Ecuadorian law firm Corral Rosales writes……..The prestigious LexLatin media publishes an article by our Partner Francisco Gallegos in which he explains the next legislative change regarding cannabis in Ecuador. On June 21, the reform will enter into force whose guiding spirit is that which is not punishable and is excluded from the list of substances subject to control, the possession or possession of products for medicinal or therapeutic use that contain the active non-psychoactive ingredient or hemp, “understood as the cannabis plant or any of its parts whose content is less than 1% dry weight of delta -9- tetrahydrocannabinol (THC), provided there is a diagnosis of a disease or illness that warrants its use”.

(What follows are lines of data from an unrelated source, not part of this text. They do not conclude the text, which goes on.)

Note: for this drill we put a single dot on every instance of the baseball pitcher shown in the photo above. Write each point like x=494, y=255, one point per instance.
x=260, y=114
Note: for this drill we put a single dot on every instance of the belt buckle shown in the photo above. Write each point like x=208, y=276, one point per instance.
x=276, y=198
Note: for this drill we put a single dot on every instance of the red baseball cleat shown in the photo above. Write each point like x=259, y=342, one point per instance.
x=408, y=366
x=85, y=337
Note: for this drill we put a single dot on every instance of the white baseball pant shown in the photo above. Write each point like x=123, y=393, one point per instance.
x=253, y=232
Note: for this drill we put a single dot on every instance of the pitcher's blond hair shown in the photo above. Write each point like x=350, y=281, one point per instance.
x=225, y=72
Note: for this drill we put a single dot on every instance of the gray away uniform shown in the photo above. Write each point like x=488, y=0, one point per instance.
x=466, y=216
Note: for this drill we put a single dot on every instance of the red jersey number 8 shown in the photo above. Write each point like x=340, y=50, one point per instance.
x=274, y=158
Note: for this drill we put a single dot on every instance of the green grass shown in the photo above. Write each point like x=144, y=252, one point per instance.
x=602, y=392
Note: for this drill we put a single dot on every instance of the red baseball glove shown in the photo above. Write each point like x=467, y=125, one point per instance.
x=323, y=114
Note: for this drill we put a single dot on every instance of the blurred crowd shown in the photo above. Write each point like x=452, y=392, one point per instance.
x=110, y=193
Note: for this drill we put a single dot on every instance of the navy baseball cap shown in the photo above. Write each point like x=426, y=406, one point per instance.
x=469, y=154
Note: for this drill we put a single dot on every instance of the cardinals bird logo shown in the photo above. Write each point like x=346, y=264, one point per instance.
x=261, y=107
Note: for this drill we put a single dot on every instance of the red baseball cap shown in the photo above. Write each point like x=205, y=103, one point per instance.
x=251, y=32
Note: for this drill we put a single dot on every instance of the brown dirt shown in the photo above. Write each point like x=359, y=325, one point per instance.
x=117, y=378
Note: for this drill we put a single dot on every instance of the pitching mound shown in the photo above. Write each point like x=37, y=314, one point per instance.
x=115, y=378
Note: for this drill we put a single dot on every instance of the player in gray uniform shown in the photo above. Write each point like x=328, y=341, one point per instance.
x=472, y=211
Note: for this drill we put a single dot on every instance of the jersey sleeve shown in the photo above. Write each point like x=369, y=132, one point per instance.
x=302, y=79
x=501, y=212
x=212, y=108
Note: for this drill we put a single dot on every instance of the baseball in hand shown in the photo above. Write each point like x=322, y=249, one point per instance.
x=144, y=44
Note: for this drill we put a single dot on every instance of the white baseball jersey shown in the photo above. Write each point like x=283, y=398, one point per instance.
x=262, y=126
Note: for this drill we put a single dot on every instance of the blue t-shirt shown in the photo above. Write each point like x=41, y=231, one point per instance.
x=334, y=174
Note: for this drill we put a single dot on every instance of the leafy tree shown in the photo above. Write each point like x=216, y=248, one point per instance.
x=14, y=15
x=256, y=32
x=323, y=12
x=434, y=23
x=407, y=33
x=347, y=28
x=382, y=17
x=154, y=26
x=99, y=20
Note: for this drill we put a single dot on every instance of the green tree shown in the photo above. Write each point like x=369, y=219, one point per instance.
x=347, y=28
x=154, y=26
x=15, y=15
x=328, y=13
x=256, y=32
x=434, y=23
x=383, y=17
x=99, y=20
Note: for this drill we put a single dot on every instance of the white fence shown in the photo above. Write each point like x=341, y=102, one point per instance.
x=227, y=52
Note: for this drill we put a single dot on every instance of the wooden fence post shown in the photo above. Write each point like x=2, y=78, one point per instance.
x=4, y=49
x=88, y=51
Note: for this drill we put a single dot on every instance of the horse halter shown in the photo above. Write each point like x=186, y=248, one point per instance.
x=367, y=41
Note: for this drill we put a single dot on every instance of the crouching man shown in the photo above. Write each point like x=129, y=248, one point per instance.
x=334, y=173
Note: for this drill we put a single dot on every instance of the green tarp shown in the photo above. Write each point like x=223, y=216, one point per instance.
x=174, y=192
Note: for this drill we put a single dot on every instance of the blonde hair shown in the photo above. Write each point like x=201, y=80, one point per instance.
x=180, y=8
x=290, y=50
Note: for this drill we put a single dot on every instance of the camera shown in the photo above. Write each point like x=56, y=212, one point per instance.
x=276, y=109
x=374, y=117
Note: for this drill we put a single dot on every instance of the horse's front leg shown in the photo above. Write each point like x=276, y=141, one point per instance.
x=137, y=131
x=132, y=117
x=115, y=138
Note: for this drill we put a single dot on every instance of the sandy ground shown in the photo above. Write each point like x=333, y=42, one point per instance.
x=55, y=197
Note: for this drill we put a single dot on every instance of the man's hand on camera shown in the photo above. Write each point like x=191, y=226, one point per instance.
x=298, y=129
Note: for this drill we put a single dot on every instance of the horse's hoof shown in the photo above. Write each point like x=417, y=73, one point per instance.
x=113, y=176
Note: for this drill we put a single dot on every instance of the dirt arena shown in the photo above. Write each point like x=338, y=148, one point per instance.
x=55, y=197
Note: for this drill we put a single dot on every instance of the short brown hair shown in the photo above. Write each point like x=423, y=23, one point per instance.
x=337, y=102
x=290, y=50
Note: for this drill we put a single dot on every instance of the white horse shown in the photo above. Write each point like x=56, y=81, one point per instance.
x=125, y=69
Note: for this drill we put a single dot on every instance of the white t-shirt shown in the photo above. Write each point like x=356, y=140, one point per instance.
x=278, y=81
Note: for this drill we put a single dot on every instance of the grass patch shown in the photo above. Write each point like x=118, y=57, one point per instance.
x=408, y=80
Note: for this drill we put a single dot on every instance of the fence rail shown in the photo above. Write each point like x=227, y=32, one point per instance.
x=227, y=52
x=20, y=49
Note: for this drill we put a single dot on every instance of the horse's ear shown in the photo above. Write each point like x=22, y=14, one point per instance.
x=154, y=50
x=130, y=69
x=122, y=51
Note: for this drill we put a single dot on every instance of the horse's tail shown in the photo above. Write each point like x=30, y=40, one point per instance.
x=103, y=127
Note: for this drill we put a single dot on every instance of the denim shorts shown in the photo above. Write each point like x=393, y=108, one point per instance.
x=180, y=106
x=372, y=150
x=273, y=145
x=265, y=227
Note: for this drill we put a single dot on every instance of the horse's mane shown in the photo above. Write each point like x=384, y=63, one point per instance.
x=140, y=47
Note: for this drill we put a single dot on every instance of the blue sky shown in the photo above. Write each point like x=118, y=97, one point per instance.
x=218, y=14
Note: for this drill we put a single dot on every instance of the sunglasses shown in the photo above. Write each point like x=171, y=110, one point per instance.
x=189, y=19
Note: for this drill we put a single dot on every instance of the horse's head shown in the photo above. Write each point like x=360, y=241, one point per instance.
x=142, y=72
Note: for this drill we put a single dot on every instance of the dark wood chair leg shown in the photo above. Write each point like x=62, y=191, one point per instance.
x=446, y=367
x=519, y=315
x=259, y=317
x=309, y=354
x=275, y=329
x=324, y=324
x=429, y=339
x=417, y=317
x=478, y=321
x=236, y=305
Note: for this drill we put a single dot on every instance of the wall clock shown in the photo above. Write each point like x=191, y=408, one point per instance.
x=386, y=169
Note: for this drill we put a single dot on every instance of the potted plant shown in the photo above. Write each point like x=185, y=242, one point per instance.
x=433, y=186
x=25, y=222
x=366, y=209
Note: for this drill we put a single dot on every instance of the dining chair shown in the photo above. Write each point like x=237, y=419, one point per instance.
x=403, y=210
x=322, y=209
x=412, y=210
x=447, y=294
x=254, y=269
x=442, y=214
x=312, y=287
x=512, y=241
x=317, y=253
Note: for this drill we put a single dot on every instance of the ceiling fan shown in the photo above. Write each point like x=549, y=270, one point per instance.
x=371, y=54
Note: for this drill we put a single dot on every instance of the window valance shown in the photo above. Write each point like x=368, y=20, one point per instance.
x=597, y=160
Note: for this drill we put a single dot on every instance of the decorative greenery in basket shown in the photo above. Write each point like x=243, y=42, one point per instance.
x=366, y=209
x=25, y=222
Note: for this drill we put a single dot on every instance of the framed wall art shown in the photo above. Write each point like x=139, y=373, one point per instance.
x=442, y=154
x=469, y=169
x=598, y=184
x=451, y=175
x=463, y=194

Gallegos details that, from the regulatory point of view, the National Agrarian Authority must disclose all the procedures regarding the import, cultivation, sowing, harvesting, commercialization, industrialization and even export of cannabis after this legislative change, in a time that it must not exceed 120 days. However, regulation and control over planting, cultivation and harvesting will be the responsibility of the National Health Authority.

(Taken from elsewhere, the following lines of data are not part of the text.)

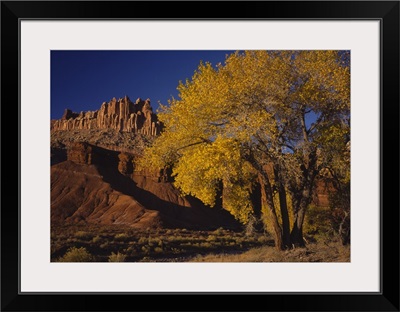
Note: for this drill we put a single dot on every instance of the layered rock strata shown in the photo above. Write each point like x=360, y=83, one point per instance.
x=121, y=115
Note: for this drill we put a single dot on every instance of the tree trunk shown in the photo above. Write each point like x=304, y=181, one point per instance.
x=255, y=198
x=267, y=197
x=284, y=209
x=296, y=236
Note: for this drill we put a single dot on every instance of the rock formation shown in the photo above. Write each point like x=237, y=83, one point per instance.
x=121, y=115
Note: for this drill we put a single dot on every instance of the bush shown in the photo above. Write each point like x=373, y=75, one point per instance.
x=74, y=254
x=83, y=235
x=96, y=239
x=121, y=237
x=116, y=257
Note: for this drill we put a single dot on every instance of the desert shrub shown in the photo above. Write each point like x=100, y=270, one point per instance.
x=116, y=257
x=74, y=254
x=158, y=250
x=83, y=235
x=212, y=238
x=143, y=240
x=219, y=231
x=96, y=239
x=317, y=223
x=121, y=236
x=262, y=239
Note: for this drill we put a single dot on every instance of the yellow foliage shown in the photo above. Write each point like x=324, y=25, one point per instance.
x=254, y=104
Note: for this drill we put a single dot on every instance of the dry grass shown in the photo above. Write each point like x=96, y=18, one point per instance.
x=315, y=252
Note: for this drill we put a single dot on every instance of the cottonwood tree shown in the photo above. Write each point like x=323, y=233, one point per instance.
x=261, y=117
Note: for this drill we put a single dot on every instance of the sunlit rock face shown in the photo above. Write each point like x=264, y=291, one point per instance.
x=121, y=115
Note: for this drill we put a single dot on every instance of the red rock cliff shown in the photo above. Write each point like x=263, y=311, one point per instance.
x=122, y=115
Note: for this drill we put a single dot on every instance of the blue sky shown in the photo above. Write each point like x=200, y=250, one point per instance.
x=83, y=80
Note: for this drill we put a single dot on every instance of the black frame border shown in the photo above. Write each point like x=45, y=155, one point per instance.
x=386, y=11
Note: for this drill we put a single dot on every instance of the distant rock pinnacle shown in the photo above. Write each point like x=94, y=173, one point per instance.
x=121, y=115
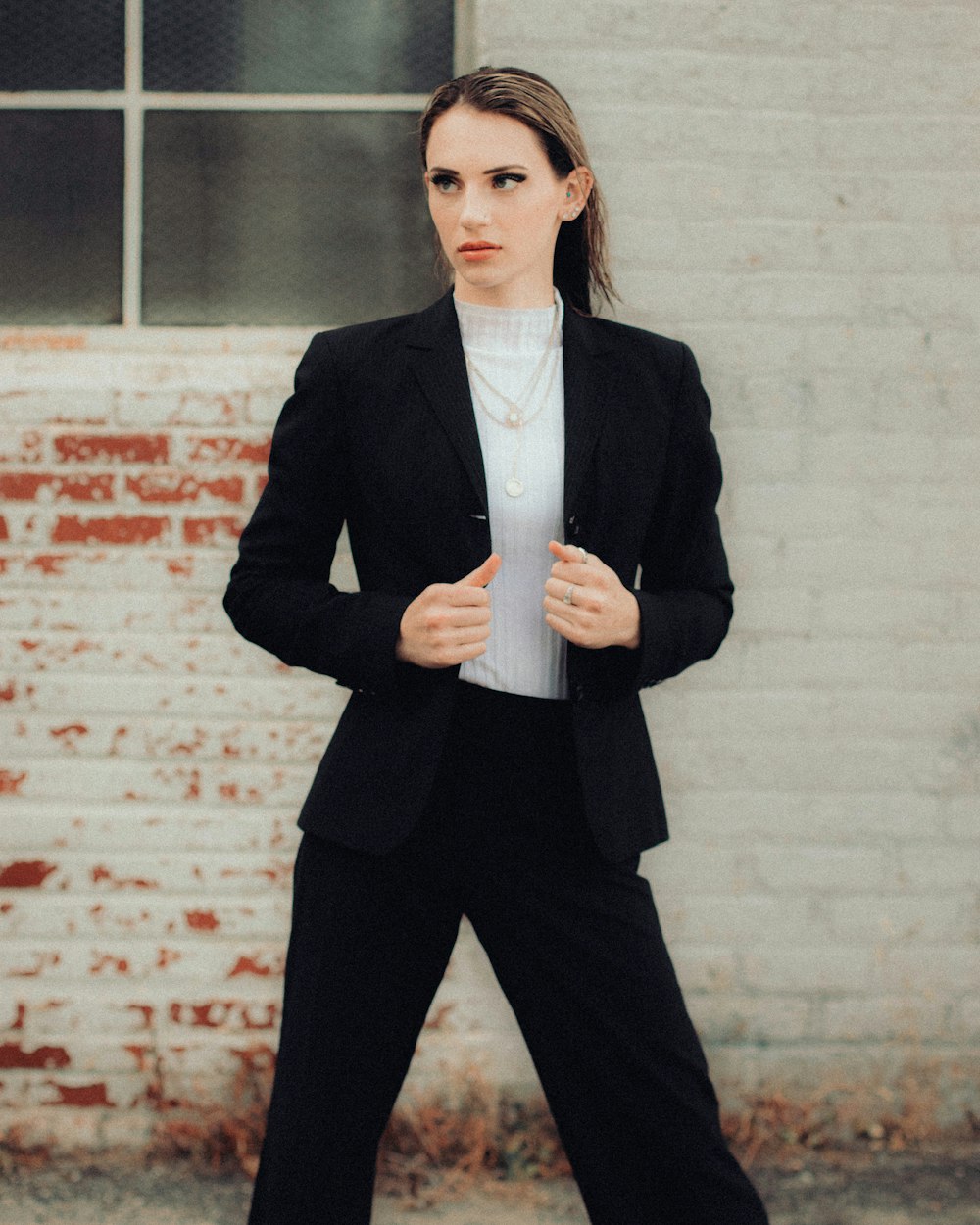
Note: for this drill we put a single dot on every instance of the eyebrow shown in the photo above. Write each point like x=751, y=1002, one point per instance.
x=494, y=170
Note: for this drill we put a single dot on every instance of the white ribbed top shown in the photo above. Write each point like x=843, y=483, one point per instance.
x=523, y=656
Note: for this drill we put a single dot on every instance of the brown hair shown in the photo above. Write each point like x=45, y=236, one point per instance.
x=581, y=256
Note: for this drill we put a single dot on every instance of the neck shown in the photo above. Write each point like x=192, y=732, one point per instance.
x=514, y=297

«At the moment and based on decisions issued by the Andean Community, only cosmetic products for topical use that contain CBD are authorized to obtain health notifications, provided they are within the international lists of ingredients that may or may not be incorporated into cosmetics and their corresponding restrictions or conditions of use ”, affirms our Partner, who points out that the regulations have yet to be awaited by the competent authorities.
From the point of view of Intellectual Property, Gallegos explains that the law does not define precisely the use of the word cannabis in the registration of a trademark, but that Article 134 of Decision 486 of the Andean Community states that the nature of the product or service to which a mark is to be applied “shall in no case be an obstacle to its registration”.